Was Edie Amelia's style inspired by what you learnt at UTS, by what you were reading your kids or what you read yourself as a youngster?
When I was little I didn't have a television - I didn't have a TV until I was 15 or 16 years old. And there were loads of books on the shelves at home so I just read...
I read everything from Trixie Belden Mysteries to Laura Ingalls Wilder to The Hobbit.
I
just read voraciously and everything my mum gave me, and everything the
school librarian gave me - and that gave me a great foundation in life.
... Even though I was quite bitter and pissed off about it at the time [Laughs].
With Twilight and Harry Potter
so big these days, how much thought goes into the idea of building a
franchise around these characters before you actually start writing?
I
think when you feel comfortable with the characters that tumble out,
and you feel you know them and that they're malleable - that is when
you think "This is easy to write, this is almost going to write itself"

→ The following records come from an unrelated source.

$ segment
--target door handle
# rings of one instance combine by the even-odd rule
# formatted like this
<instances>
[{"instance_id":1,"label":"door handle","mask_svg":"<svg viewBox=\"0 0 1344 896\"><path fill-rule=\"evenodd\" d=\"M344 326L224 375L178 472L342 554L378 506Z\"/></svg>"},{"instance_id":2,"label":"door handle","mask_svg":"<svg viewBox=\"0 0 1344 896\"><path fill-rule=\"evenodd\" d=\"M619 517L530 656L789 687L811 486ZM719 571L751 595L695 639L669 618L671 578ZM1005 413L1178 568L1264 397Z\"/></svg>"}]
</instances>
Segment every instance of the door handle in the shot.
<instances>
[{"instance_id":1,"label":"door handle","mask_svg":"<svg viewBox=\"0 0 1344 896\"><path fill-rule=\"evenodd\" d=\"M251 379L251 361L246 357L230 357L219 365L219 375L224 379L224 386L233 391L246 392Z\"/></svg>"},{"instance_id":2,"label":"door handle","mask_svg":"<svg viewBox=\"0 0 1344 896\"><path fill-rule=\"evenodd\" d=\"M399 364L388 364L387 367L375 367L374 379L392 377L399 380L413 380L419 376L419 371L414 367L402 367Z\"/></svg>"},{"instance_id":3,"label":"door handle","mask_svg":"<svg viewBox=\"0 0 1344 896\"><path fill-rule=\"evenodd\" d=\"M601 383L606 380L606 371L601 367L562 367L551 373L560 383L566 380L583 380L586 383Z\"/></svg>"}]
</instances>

and the ideas keep on flowing.
So in that sense, if people like
reading it, then I wouldn't have a problem coming up with new ideas
because I feel really comfortable with being with those characters.
Is
it daunting, or do you feel any extra responsibility, writing
children's books knowing that (like your own up bringing) the story,
morals and ideals will have some kind of impact on the lives (even
subconsciously) of kids when they grow up?
That would
obviously be brilliant. The thing with my book, as opposed to some of
the others I've read that are pitched at the same age group, is that
there's more of an innocence... there is something of a bygone era
about them.
I think childhood is quite short... now... in our fast paced modern age [Laughs]. I think that I was a child longer than my daughter will be a child, if that makes sense?
So
in that way, my characters don't have cell phones and they don't wear
designer clothes and they are more interested in foraging through a
rubbish tip and working with a magnifying glass and a flashlight than
the Internet.
So is there a lot of your childhood in these characters, or is it a case of things you wish you could have done?
Well
there wasn't TV, there wasn't the Internet or computer games - I
suppose my childhood was much less sophisticated than my daughters
childhood. I mean, I didn't go to a restaurant until I was 17 years old
- but if I tell her that she goes goggle eyed!
She
was eating at a Japanese restaurant when she was eight months old, or
something ridiculous like that. She is just so at home in a restaurant
with her colouring-in book, ordering from a waiter... It blows my mind
because I didn't even catch a plane until I was 18.
So where do you go from here?
Well
I'm writing the sequel and it involves balloons, and a field full of
Llamas, and once again there is a lot more food. But food which
compares and contrasts so marketedly between the two different
households.
Edie has that ridiculous bio-dynamic, organic
juniper cutlets and mung bean stew... while the Chompsters have haggis
and bread fried in lard. And I like the contrast that "every family is
different", that they bond in different ways over different foods and
that's what keeps life interesting.
Finally,
if you could start your own TMZ-style myth or rumour to spread about
yourself in the press... what would it be?
I think it involves trifle... and custard... and there is jelly involved [Laughs]. I think it involves me reading crime novels in a vat of trifle [Laughs].